It can be summed up in one word: uneventful.
Debbie is so nice and friendly and admired the baby, and of course occasionally it’s nice to get out of the house and off the new-mom hamster wheel.
But I can’t help but feel that these biannual visits are a waste of everyone’s time. If nothing changed then there’s nothing to report, from either side, so what am I doing there? We’re not friends, so it’s not a social visit. There’s nothing they’d see in an incredibly limited neurological exam that I wouldn’t already know about myself, so it’s not as if they’d be able to tell me something new. I basically show up, hand over my $10 copay, answer a few questions and chit-chat for 15 minutes, and I’m on my way for another 6 months.

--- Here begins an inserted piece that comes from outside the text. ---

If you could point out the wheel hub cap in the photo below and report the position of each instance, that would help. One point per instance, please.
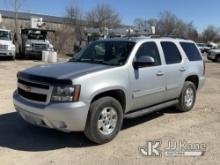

Oh, and WHY am I still going every six months, you (and I) ask? Gee, I wish I knew. 4 1/2 years ago, when I first became a patient at that office, Dr. Rosenberg said that if everything continued to go so well, I could probably come just once per year. Well, I’ve done well—very well—one relapse in 5 years, complete functionality, a <1 on the EDSS—and yet I’m still asked to come every 6-7 months.
Debbie said maybe an MRI in December, before my next appointment; I advised about the breastfeeding issue so gadolinium contrast won’t be an option. She did say she fully supports breastfeeding for a year; we’ll see what Dr. Rosenberg himself says in December….Kira will be 10 months old by then so his opinion will be interesting.
Overall no news is always good news.